Not controlling the environment. I had an issue where something in the runtime on lambda changed and the version of boto3 changed. This conflicted with another library I was using and everything crashed. It was like a silent library upgrade
This is fixable though. The default is boto3 and a few other libraries updated as needed opposed to nothing out of the box.
To fix the auto update, create your own layer and install your exact version of boto3.
I used Zappa for deployment. I do not think there is a way to block auto update of libraries. The library was fine for like a year
Think of lambda layers like docker image layers. A new layer overwrites the base layer. If your new layer has boto3 files, those overwrite the base lambda layer boto3 files.
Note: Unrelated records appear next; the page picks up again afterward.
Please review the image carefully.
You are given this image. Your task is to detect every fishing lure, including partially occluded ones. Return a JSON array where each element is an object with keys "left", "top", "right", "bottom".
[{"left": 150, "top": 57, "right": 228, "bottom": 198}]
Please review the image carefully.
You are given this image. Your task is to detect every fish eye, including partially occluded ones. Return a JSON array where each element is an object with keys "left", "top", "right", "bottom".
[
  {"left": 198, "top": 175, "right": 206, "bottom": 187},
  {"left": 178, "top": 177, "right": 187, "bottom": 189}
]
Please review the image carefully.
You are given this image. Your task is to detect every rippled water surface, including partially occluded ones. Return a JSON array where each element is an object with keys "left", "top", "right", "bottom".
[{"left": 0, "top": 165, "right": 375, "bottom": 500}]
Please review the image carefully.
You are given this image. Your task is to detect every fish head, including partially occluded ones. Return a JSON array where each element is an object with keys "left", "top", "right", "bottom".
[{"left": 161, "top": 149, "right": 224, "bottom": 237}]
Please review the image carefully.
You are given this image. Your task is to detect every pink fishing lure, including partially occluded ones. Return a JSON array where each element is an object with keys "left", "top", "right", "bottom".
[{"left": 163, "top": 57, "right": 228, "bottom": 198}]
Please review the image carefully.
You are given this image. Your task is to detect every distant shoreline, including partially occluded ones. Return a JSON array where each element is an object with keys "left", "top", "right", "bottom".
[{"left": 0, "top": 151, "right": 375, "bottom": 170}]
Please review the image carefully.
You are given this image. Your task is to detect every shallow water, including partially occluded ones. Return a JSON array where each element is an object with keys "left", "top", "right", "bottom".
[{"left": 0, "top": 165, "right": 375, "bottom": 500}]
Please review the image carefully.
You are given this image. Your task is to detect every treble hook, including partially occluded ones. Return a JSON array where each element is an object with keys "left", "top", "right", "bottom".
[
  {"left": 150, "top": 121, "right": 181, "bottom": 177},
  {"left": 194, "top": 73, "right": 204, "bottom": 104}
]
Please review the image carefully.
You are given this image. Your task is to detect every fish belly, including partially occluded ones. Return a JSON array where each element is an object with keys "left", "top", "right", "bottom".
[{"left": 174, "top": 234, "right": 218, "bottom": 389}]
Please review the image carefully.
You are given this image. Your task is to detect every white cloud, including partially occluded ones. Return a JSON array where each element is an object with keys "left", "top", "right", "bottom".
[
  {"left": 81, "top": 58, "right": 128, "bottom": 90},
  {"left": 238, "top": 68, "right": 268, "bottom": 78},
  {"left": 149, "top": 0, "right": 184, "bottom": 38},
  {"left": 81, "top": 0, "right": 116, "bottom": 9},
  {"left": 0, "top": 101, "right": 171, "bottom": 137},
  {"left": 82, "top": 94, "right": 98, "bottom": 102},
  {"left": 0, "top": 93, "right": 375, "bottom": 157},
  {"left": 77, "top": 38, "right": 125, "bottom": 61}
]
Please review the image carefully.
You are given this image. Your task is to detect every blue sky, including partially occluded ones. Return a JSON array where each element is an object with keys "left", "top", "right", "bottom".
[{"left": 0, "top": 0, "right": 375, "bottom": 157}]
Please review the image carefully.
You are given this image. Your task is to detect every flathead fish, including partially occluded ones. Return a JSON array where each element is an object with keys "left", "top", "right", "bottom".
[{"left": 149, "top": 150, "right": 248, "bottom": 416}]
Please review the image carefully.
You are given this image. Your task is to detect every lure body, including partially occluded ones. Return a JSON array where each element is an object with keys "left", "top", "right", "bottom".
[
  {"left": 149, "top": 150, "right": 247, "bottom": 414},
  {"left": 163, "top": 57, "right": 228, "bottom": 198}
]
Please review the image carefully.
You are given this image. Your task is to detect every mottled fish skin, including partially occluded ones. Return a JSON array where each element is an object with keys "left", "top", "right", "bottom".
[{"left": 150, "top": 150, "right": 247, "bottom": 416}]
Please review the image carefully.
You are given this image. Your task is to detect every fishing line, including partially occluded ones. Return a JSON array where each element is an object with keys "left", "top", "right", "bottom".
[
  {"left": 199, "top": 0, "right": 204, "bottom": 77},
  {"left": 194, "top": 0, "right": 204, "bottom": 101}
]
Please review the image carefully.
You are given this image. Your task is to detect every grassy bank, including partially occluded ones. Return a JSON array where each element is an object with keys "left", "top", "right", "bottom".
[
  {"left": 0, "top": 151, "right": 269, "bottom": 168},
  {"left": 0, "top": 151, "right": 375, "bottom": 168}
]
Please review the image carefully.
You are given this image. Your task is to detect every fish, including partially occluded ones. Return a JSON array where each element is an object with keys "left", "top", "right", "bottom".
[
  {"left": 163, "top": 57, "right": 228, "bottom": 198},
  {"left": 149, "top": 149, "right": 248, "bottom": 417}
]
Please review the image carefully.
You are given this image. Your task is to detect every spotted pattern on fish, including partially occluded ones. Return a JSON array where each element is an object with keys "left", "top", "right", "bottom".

In aws lambda is follow and search logs, I can't use cloudwatch logs it is the worst
You spend half the day writing glue code between different services and configuring the "infrastructure" becomes a nightmare. If I could, I'd pick ssh to a good ol' server over serverless every time.
Make that half-a-month ๐
Time outs for long running scripts.
We experienced this where I work too. :/
Code Complexity.
Handler code and infrastructure code are all over the place in most code bases. It can be extremely difficult to walk through how an event goes through all of the services.
A single app with some in memory queues and rest handler would is far simpler to read.
My experience is that most cost and complexity issues can be overcome but the security is always an issue. Not the outside security but the internal development. For instance for a developer to create a lambda that works, they need not only all lambda permissions but the ability to create IAM roles, attach policies etc, upload to S3 if they aren't developing in console, possibly create the S3 bucket they will use etc.
Which means. Now you have to develop complex gates all over on their users or roles they assume. The newly released feature of ABAC in IAM (AWS specifically) should help this complexity but adds others.
Hello! That's called vendor lockin. :)
People will try to take their existing expertise and build a project the '3-tier way' not realizing that's the wrong way to build a serverless app and then complain incessantly that serverless is terrible.
That and logging...
And what is the serverless way, how is it different?
I need to provide my own log server to have lagless debugging. I use to think it just took a while for lambda to update, once I finally got a normal *ing log server installed in the environment and syslog libraries in code shipping everything to that I realized cloudwatch is just a piece of * and this really could be nice and realtime but it isnt.
1- Cold start
2- Function execution time
3- SDK tuning to fit with serverless
4- If you are using AWS....then you have to deal with huge documentation
5- Tuning everything related to lambda function
The only issue that i think is just having a deeper understanding of the architecture itself. Authentication and Policies just require more detailed concepts for them to work.
Interesting... Would you be able to give a simple example?